Logo

2. Hukuk Dairesi2023/4105 E. 2024/958 K.

Yapay Zeka Özeti

Uyuşmazlık: Taraflar arasında açılan boşanma davasında, davalı erkeğin kusurlu olup olmadığı ve evlilik birliğinin temelinden sarsılıp sarsılmadığı noktasında uyuşmazlık bulunmaktadır.

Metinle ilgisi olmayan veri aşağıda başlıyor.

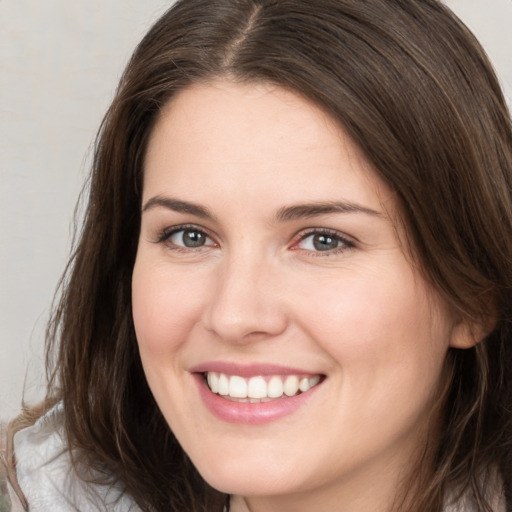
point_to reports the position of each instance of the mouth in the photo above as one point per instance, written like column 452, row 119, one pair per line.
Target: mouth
column 260, row 388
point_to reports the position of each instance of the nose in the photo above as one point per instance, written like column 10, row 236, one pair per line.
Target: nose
column 246, row 302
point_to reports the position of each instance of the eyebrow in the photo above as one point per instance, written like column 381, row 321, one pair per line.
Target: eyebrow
column 304, row 211
column 178, row 206
column 285, row 214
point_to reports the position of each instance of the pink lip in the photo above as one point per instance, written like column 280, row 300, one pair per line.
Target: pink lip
column 246, row 413
column 248, row 371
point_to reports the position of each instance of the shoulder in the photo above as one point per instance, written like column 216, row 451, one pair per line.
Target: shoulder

Gerekçe ve Sonuç: Mahkeme, dosyadaki deliller ve tarafların beyanları değerlendirildiğinde, davalı erkeğin evlilik birliğinin temelinden sarsılmasına sebep olan davranışlarda bulunduğuna dair yeterli delil bulunduğu ve usul/kanuna aykırılık tespit edilemediği gözetilerek yerel mahkeme kararının onanmasına karar vermiştir.

Karar Metni

"İçtihat Metni"

...

MAHKEMESİ : Van Bölge Adliye Mahkemesi 4. Hukuk Dairesi

SAYISI : 2023/138 E., 2023/311 K.

DAVA TARİHİ : 29.07.2019

KARAR : Esastan ret

İLK DERECE MAHKEMESİ : Van 1. Aile Mahkemesi

SAYISI : 2022/74 E., 2022/708 K.

Taraflar arasındaki boşanma davasından dolayı yapılan yargılama sonunda İlk Derece Mahkemesince davanın kabulüne tarafların boşanmalarına karar verilmiştir.

Kararın davalı erkek vekilince istinaf edilmesi üzerine, Bölge Adliye Mahkemesince başvurunun esastan reddine karar verilmiştir.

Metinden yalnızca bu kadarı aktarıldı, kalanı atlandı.